DENVER – Western Distributing Transportation Corp., one of Colorado's largest trucking companies, has reportedly been licensing most of its fleet out of state for 13 years to avoid paying Colorado sales taxes and emissions fees, according to 9news.com. While the signs on the truck doors say Denver, Colorado, their license plates say Wyoming.
According to the Colorado Motor Carriers Association, it cost $11,749 for a new truck tractor in Colorado, or twice as much as Wyoming, which cost $5,559. The association also claims that Colorado has the highest sales tax of any surrounding state, reported 9news.com.
The practice by Western Distributing Transportation Corp. has cost Colorado millions of dollars in sales tax during the state's worst budget crisis in decades, according to a 9 Wants to Know investigation.
Western Distributing opened for business in 1933 and maintains a fleet of 235 trucks and 345 trailers at its Denver headquarters. Records show the company's trucks drove 4.5 million miles on Colorado roads last year and 1.5 million miles in Wyoming, reported 9news.com.
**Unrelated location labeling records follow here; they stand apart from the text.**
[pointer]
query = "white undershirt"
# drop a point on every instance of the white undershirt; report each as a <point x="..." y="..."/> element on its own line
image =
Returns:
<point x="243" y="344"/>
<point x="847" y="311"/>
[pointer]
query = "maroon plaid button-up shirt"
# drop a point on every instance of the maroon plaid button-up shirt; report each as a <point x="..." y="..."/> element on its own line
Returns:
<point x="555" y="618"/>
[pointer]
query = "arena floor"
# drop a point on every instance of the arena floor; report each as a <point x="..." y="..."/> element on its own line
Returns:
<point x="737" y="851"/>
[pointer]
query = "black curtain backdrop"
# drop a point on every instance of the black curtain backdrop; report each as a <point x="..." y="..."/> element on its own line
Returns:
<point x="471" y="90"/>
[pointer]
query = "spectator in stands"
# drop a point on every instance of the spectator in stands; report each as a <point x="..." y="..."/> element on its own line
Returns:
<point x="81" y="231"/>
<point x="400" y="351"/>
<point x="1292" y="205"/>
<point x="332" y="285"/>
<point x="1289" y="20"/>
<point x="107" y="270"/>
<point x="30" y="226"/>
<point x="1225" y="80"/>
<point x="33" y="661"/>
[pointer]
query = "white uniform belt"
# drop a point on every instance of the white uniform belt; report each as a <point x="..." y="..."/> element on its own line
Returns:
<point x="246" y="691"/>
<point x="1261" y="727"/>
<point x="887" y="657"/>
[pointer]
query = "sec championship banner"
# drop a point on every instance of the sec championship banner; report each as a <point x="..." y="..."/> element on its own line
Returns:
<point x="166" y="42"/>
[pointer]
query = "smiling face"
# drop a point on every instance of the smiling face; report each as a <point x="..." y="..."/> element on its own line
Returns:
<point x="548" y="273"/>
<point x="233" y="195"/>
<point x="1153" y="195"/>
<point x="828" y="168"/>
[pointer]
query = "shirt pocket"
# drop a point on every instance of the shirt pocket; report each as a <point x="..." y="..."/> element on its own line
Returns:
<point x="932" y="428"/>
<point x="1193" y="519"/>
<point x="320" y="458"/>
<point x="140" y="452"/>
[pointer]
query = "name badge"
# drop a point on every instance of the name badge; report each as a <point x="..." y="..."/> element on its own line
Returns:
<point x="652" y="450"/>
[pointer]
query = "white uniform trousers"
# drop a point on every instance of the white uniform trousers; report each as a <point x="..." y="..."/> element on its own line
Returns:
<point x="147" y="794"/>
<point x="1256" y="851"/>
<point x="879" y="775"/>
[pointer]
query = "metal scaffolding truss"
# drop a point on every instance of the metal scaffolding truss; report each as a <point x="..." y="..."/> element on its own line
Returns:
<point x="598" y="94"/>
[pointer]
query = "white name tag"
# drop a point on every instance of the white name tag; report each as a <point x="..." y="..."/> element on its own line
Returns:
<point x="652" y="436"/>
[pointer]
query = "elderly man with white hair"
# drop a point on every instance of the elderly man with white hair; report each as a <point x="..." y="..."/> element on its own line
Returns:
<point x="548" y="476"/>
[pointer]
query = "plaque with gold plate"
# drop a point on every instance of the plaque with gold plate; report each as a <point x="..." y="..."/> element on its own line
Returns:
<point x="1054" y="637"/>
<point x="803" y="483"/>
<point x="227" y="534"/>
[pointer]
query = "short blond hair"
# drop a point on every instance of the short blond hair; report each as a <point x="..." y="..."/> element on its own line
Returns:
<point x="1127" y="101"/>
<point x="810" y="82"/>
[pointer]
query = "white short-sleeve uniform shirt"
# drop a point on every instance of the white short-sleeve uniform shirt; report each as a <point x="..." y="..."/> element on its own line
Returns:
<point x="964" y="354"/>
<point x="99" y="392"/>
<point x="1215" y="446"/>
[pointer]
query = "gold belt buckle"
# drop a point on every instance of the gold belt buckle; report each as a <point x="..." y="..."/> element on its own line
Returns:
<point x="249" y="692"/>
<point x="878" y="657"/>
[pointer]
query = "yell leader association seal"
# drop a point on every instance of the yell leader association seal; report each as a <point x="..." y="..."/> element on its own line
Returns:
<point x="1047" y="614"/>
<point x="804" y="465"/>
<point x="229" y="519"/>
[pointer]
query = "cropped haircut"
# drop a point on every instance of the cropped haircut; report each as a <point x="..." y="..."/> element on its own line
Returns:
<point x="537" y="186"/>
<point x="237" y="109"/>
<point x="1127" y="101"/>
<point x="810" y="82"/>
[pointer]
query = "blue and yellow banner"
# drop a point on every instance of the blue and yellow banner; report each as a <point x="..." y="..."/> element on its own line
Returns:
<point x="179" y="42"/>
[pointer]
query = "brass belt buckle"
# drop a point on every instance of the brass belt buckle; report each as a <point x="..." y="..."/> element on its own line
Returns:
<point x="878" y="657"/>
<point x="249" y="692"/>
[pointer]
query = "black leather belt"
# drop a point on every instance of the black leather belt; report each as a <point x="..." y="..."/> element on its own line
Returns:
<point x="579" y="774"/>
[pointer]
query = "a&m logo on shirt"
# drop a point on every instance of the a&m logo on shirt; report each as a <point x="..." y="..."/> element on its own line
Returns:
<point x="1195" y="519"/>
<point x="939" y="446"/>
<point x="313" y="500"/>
House Speaker Terrance Carroll (D-Denver) disapproves of the practice. "That's an insult to the all of the businesses that do what they have to do in Colorado," he said, according to 9news.com.
Western Distributing says trucking regulations put forth by the International Registration Plan (IRP) allow them to license their vehicles in Wyoming. IRP requires companies have a real place of business in the state that they register vehicles, complete with a permanent employee, a building, and company records.
The trucking company stopped paying Colorado sales tax on its interstate tractor trucks in 1996 when it began licensing its fleet in the state of Nebraska. In 2006, Nebraska reportedly kicked the company out of the state after an audit found it did not have an actual established place of business there, according to 9news.com.
After leaving Nebraska in 2006, Western Distributing began registering its fleet in Wyoming instead of Colorado.